After internal testing, we ended up dropping the list loading effect as it was more distracting than anything else and didn’t add much to the experience. The other animations (subjectively) helped with understanding traversing the layers of navigation. Post-rollout it was important future stakeholders knew how to update the navigation as well as what layouts were wasn’t allowed. This consisted of three parts

  1. A visual guide of navigation templates in our online whiteboard miro (shown below)
  2. An internal specification document that outlines the rules, limits, priorities of nav
  3. A clear spreadsheet template that is actioned weekly where category managers can add/edit/delete URL links. Ideally we wanted to create a self-service tool for this however due to prioritisation constraints we had to move onto other things.
a digital whiteboard that explains overall principles and do's and dont's of our navigation

This document was made in collaboration with the primary navigation stakeholders in marketing and category management has been very useful to socialise what is and isn't allowed in the nav.

Navigation is an ongoing project of any product so I would never consider it ‘finished’ however I think we did a great job of improving what we had, and setting ourselves up for the future by thinking of our navigation as a living breathing thing and not just a one-and-done project.

Success measurement

Early in the process of defining success criteria, I like using a technique like ideal/inverse matrix to paint a story of what success and failure would look like. This also works really well in a workshop context where you might have people unfamiliar with statistical theory as storytelling is universal.

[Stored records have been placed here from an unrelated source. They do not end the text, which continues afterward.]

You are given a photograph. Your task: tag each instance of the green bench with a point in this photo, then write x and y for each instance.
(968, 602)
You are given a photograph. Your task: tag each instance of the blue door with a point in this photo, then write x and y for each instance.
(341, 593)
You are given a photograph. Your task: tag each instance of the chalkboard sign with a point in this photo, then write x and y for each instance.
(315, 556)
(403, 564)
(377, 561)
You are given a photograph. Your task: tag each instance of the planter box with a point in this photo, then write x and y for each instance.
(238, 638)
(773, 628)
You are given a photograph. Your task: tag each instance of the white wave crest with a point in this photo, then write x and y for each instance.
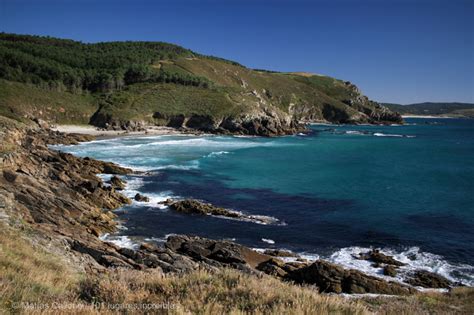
(380, 134)
(217, 153)
(412, 257)
(119, 240)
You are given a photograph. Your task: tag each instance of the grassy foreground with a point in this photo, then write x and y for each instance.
(35, 280)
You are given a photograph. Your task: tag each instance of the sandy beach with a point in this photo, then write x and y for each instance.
(94, 131)
(425, 116)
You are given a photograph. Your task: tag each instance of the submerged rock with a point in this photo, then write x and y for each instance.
(215, 253)
(329, 277)
(379, 258)
(140, 198)
(117, 183)
(280, 253)
(390, 271)
(192, 206)
(426, 279)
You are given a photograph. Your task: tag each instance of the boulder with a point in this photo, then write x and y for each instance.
(273, 267)
(329, 277)
(426, 279)
(279, 253)
(215, 253)
(140, 198)
(389, 270)
(192, 206)
(379, 258)
(117, 183)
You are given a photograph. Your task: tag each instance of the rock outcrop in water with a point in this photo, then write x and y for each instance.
(192, 206)
(60, 198)
(332, 278)
(426, 279)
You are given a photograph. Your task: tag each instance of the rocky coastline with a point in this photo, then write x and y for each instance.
(61, 198)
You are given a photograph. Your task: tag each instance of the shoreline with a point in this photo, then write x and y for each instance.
(122, 240)
(106, 134)
(430, 117)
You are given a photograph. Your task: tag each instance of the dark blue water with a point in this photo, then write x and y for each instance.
(406, 189)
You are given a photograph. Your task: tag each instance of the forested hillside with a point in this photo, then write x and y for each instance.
(128, 85)
(434, 109)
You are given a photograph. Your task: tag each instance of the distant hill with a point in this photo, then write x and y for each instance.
(434, 109)
(127, 85)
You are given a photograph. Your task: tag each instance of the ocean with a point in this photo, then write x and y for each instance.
(335, 192)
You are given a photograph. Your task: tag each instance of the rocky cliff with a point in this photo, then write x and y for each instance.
(60, 200)
(128, 86)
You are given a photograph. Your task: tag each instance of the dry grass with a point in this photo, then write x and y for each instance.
(457, 301)
(223, 292)
(29, 274)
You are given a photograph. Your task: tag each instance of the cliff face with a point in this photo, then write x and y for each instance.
(129, 86)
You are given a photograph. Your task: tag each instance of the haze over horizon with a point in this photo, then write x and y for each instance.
(395, 51)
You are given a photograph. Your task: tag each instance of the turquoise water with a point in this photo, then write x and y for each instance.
(338, 190)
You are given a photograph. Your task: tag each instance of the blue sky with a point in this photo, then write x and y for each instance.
(395, 50)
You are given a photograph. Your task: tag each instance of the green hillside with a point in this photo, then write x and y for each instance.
(128, 85)
(434, 109)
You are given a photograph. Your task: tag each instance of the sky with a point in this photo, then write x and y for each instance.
(400, 51)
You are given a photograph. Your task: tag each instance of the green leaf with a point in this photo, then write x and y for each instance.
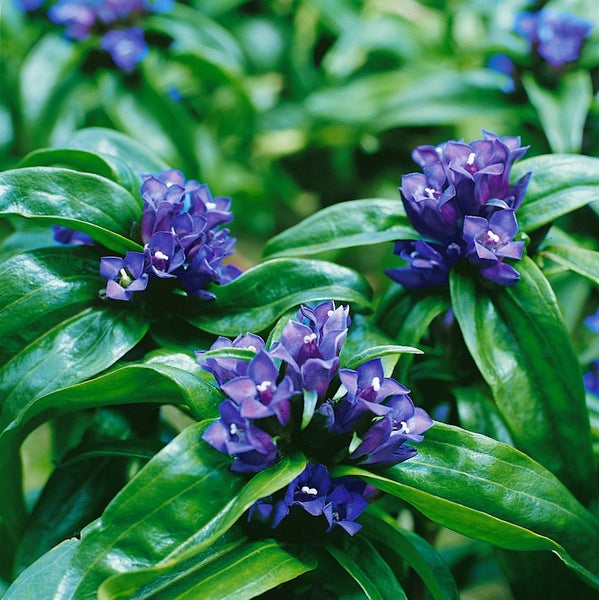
(40, 289)
(259, 296)
(180, 503)
(415, 550)
(563, 110)
(119, 148)
(520, 344)
(343, 225)
(81, 201)
(489, 491)
(244, 571)
(560, 184)
(379, 352)
(581, 261)
(367, 567)
(45, 574)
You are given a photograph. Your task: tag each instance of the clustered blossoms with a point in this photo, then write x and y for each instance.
(294, 396)
(182, 236)
(556, 36)
(111, 19)
(464, 207)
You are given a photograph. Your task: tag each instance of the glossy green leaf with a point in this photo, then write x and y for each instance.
(581, 261)
(520, 344)
(45, 574)
(259, 296)
(367, 567)
(118, 147)
(81, 201)
(245, 571)
(40, 289)
(178, 504)
(379, 352)
(343, 225)
(415, 550)
(560, 184)
(489, 491)
(562, 111)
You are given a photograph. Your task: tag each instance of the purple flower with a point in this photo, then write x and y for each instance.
(592, 322)
(309, 491)
(253, 448)
(490, 241)
(345, 503)
(225, 369)
(64, 235)
(501, 63)
(591, 379)
(126, 46)
(557, 36)
(311, 345)
(258, 393)
(383, 442)
(428, 263)
(125, 275)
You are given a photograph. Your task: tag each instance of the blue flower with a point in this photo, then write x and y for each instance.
(557, 36)
(252, 447)
(125, 275)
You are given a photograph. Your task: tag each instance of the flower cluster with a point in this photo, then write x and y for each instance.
(464, 207)
(181, 231)
(111, 19)
(556, 36)
(294, 396)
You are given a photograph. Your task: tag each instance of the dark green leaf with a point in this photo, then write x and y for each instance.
(245, 571)
(42, 288)
(81, 201)
(415, 550)
(560, 184)
(521, 347)
(183, 500)
(581, 261)
(343, 225)
(259, 296)
(362, 561)
(487, 490)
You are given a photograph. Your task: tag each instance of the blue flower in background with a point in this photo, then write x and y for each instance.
(462, 188)
(556, 36)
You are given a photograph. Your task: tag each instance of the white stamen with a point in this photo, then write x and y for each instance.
(492, 236)
(309, 338)
(262, 387)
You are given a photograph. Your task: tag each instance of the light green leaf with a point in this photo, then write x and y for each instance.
(343, 225)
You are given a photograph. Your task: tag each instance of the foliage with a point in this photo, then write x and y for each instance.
(306, 114)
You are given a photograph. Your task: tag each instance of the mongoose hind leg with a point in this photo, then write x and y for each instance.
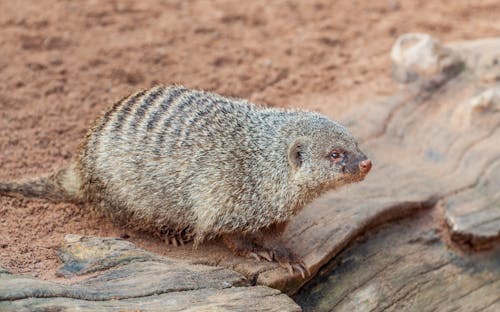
(266, 245)
(177, 237)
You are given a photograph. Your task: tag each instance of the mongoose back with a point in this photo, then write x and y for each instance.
(189, 164)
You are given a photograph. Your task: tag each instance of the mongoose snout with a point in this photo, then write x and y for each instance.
(193, 165)
(365, 166)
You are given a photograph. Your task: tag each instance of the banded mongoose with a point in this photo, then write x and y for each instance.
(193, 165)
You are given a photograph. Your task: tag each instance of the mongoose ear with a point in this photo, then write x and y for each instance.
(296, 152)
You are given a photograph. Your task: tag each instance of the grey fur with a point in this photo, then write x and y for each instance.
(170, 158)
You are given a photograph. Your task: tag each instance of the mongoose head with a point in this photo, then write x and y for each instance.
(324, 155)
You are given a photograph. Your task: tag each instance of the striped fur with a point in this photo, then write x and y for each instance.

Navigation is hard to pin down to just one metric, so success was measured through a range of lenses. These metrics were defined between a working group of myself, the product owner, and the engineering lead.

Primary metrics

  • Qualitative ‘findability’ of key journeys (e.g. task success, error rates, card sorting correctness)
  • % of navigation journeys that end with viewing a product. For example if a menu open is triggered, a great nav should help a customer find what they are looking for and they will land on a product page. A poor navigation would have users bouncing around all over the place trying to find something, and may just give up.
  • Sales metrics – revenue, average basket value, average basket size. Needed to make sure that any IA changes didn’t have a negative effect on bottom line. Just-as-good or better was enough for this project.

Secondary metrics

  • Time to deploy navigation changes & fallback when needed.
  • Category click through rates - is there a link in the navigation that very few users are clicking? Maybe this is a sign that there is not much desire for this kind of product, or that customers don’t understand what it means.

Reflection

Looking back on this project there are a few things I would do differently. I had originally thought going into this that figuring out the UI or IA would be the hard part. It turned out to be neither of these. Creating alignment in what to prioritise in the navigation across different stakeholder groups ended up being it. Whilst I did work with my PM early to speak to all these teams, if I had to do it over again I would much spend more time earlier bringing these groups together, rather than acting as a centralised mediator.

Secondly, when it came to setting expectations of the goals of the project with others, one or two things were under or over sold. We undersold to stakeholders the enablement aspect of the project - the ability to quickly deploy and monitor A/B tests with the navigation. It took some time before this became known. What was oversold (simply because we didn't know this at the time) was that some of the quirks of navigation customers were running into had root causes that ended up being the way products were tagged in the system. In other words it wasn't a broken link, it was incorrect categorisation in the first place. Whilst we did spend some time investigating existing tech debt, more attention to peeling back the process of how products end up in the navigation would have helped us catch this earlier.